Ask yourself what type of investor you are currently
Pending where you are at in life, your investing style may reflect on what you do or don’t do during a stock market correction.
- Long-term investor? Stick to your plan and practice dollar cost averaging.
- Short-Term investor? Be more prepared to sell or buy. Essentially you’ll be on your toes to take action.
- Close to retirement? Your investment account should already be conservative and balanced, but make additional protections to ensure your money is best protected as possible
Continue to prepare and expect future corrections
Even when the economy and the stock market is in a great bull run, you should always be prepared and expect more stock market corrections.
Based on the data I shared about earlier, it’s inevitable that it will happen again.
You won’t be able to predict the exact day or reasons why, nor will you know how long it will last. Instead, all you can do is know that it will happen, practice the tips above, and be mentally and financially prepared.

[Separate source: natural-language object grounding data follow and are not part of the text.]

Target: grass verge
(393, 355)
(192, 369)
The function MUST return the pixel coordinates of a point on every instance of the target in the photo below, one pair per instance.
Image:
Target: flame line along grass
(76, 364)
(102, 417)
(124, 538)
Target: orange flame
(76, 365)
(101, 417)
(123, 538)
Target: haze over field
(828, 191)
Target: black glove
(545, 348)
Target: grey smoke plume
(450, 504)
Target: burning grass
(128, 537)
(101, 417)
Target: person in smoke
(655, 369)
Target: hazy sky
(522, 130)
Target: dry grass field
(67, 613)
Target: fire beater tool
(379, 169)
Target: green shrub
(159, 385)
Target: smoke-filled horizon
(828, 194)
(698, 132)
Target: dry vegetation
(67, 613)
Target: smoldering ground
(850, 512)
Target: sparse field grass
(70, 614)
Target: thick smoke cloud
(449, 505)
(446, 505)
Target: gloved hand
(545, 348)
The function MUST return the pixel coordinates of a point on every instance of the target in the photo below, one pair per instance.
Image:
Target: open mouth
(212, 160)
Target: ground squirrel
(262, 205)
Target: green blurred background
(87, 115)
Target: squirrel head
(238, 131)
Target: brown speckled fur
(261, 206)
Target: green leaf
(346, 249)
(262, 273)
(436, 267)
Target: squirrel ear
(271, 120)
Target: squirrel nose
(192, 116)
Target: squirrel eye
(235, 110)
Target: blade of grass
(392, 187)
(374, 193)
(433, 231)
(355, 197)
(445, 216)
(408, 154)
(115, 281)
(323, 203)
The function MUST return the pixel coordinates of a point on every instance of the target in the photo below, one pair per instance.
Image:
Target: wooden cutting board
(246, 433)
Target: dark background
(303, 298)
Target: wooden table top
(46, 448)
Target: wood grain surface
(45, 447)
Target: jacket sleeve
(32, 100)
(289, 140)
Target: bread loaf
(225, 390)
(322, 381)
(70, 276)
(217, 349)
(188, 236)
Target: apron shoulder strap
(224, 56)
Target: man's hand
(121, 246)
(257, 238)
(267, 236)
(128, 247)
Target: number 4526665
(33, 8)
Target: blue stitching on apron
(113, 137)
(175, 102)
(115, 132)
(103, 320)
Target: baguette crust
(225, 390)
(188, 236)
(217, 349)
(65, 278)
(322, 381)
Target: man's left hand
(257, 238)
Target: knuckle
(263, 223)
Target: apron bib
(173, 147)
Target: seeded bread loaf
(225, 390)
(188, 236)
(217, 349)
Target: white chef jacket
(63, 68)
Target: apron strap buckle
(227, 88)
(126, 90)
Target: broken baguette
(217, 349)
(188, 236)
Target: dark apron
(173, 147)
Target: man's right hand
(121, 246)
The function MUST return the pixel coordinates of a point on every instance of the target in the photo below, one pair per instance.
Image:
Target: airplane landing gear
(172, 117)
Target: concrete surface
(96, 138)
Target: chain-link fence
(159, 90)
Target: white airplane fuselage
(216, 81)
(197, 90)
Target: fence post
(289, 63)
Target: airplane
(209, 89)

Is the Stock Market Going to Correct?
Yes, a stock market will correct at some point during your investing timeline. It’s entirely common and completely unavoidable aspect to the stock market. A drop in 10 percent or greater from the most recent peak is common and can also be good for overvalued markets.
Now, if prices drop by 20 percent or more, it is then called a bear market and there could be some potential trouble in the markets down the road.
What Is The Average Length of A Stock Market Correction?
A stock market correction can be brief or last for longer for periods of time like a few days, weeks, months, or even longer. However, the average market correction generally lasts anywhere between two and four months. It also may occur one to two times in a given year.